How is this different from common browser flaws? When a human-like artificial intelligence assistant executes malicious commands from untrusted webpage content, traditional protections like same-origin policy and cross-origin resource sharing become meaningless.

Think about it. The AI runs with all your privileges. If you're logged into your bank, your email, your social media, the AI can access all of that. It's kind of like handing someone your house keys and your security code, except that someone can be fooled by instructions written on a piece of paper they found on the street.

How Perplexity Is Addressing It

To their credit, Perplexity did not simply overlook these findings. Perplexity confirmed the vulnerability reported by Brave on July 25, 2025, and deployed an initial patch on July 27. However, there's a catch. Further testing indicated that the fix was incomplete, and after public disclosure further testing showed that Perplexity has not fully mitigated against this type of attack.

That's not great, especially because Comet just went free everywhere in the world. In the past, it was limited to subscribers of its $200/month Perplexity Max subscription. These security gaps are worsened now that the computers are open to the public.

What Cyber-Security Professionals Recommend

Researchers have drawn up a number of ways to make AI browsers safer. The key ideas include:

Distinguish Between User Commands and Web Content: The browser must have a different interpretation of your instructions than those on the webpage. Everything from the web is potentially dangerous.

Require Verification for Sensitive Actions: Actions such as sending emails, making purchases, or accessing financial accounts should always require your explicit approval, even if the AI believes that's what you intended.

Separate AI Browsing From Normal Browsing: Powerful agentic capabilities should be separate from normal browsing activities, and this should be intuitive to the user. Don't accidentally end up in an AI mode where you can make the AI do anything for you.

The Bigger Picture

This isn't just about Comet. "The problems we found hint at larger issues for the wider AI browser ecosystem." These tools are also becoming increasingly attractive to attackers as their capabilities grow. The rise of agentic AI browsers - which can autonomously browse websites, carry out transactions, and log in to users' sensitive accounts - has introduced security vulnerabilities like never before.

Similar issues have been experienced with other AI browsers such as Claude's extension but to a smaller extent. The key problem is how to make AI assistants powerful enough to be useful, but keep them under tight enough controls that they can't be fooled into harming us.

Should You Use Comet?

That's your call to make, but you should go in with your eyes open.
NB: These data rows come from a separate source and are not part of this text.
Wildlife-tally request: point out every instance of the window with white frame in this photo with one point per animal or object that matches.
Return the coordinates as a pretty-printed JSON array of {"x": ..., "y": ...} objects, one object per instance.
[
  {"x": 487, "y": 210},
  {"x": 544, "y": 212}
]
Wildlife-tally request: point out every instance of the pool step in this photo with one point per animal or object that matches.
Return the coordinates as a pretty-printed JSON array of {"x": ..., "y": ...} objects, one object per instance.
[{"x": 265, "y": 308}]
If you're just using it for some casual browsing and summarizing articles, the risk is probably manageable. But using Comet for anything involving sensitive data such as banking, healthcare portals or work accounts? That's where you have to really be careful.

The research is clear: users of Comet and Genspark browsers are disproportionately exposed to phishing and malicious web pages, up to 85% more so than users of Chrome, Edge and Dia. Those aren't great odds when your personal information is on the line.

What Comes Next

The good news is that these vulnerabilities were discovered by security researchers, not discovered in the wild and doing damage. Perplexity is now aware of these problems and is working on solutions. The rest of the AI browser industry is taking notice as well.
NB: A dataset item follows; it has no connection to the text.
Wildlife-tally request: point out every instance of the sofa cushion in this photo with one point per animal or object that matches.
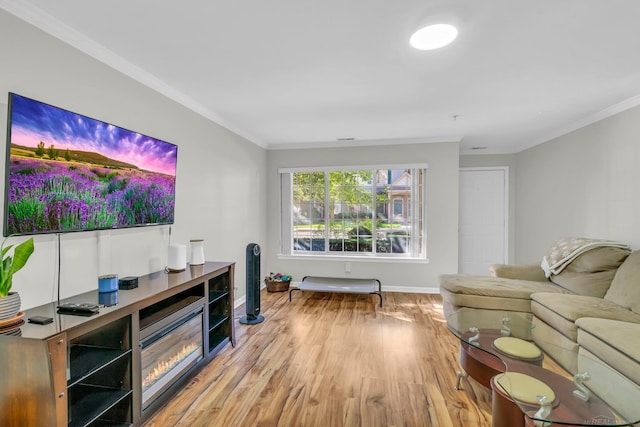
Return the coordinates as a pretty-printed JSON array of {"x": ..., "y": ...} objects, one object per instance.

Brave, for instance, is working to build their own AI browsing functionality with these lessons in mind. They're working on what they call "robust defenses" to prevent similar attacks in their Leo assistant. Whether other companies will follow suit remains to be seen.

For now, if you're using Comet, or considering trying it, just know what you're getting yourself into. The technology is cool, there's no question about that. But cool tech that isn't secure is a problem waiting to happen. Keep sensitive tasks to traditional browsers until these AI browsers prove they can protect your data as well as they can summarize your content.

The race to build better AI assistants is an exciting one, but security can't be an afterthought. Let's hope that the industry sorts this out before someone gets really hurt.